On-the-flight kernel density estimation?

I have the following type of problem: imagine a Monte-Carlo simulation generating some data, and I want to estimate the density function for that simulation. I cannot store the data for each Monte-Carlos step, which would be prohibitive, but I want to do something better than simply constructing a histogram.
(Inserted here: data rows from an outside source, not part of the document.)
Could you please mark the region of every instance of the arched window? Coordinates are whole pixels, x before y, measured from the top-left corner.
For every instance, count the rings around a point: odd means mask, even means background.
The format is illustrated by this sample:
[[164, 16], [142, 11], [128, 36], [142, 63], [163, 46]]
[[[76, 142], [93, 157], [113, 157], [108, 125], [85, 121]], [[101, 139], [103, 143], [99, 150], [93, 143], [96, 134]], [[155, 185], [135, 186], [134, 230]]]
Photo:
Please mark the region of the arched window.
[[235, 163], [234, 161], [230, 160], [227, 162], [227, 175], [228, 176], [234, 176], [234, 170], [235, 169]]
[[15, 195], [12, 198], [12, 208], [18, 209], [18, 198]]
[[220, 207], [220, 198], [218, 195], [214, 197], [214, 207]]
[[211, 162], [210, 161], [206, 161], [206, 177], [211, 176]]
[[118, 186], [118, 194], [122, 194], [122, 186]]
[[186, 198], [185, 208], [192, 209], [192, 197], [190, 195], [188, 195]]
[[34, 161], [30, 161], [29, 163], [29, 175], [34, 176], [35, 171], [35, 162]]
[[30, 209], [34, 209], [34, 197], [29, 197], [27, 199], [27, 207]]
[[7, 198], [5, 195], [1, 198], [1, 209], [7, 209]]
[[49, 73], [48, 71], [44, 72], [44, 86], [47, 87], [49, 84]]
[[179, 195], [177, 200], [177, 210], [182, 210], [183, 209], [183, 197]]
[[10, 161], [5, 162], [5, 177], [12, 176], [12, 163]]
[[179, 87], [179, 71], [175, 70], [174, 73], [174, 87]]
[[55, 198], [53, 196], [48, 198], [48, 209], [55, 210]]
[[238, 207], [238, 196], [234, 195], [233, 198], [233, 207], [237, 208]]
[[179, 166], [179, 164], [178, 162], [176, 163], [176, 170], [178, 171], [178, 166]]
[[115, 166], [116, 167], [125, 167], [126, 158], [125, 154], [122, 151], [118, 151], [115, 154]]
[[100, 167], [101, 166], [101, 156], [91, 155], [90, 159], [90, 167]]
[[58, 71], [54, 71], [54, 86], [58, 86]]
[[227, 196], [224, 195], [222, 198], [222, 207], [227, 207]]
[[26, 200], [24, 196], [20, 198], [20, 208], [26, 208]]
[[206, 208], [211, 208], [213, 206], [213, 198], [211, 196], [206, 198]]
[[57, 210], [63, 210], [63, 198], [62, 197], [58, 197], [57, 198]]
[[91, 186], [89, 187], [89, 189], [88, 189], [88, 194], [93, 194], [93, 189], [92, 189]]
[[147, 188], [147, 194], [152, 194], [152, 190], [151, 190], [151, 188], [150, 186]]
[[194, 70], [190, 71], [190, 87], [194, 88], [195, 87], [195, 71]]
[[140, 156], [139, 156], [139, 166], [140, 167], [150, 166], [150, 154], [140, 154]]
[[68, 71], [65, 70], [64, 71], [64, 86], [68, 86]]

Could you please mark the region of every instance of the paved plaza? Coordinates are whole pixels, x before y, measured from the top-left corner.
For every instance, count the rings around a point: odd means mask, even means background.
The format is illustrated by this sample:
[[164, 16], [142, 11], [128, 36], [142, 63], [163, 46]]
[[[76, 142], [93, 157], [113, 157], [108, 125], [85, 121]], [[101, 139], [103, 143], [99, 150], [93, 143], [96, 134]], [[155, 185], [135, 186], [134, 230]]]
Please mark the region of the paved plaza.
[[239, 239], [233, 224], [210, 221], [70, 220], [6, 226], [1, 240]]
To provide a concrete example:

  1. In theory a nice way to obtain the density would be:
julia> using Plots, KernelDensity

julia> data = randn(10^4);

julia> k = kde(data);

julia> plot(k.x, k.density)

which gives me the pretty density:

image

  1. However, I cannot really store the data. So my approach is to build an histogram on the flight:
julia> function mc_histogram(nsteps)
           hist = zeros(100)
           limits = (-5,5)
           domain = range(limits[1], limits[2]; length=100)
           n = 0
           for _ in 1:nsteps
               x = randn()
               if limits[1] < x < limits[2]
                   n += 1
                   bin = floor(Int, 100*(x - limits[1]) / (limits[2]-limits[1])) + 1
                   hist[bin] += 1
               end
           end
           return domain, hist ./ n
       end
mc_histogram (generic function with 1 method)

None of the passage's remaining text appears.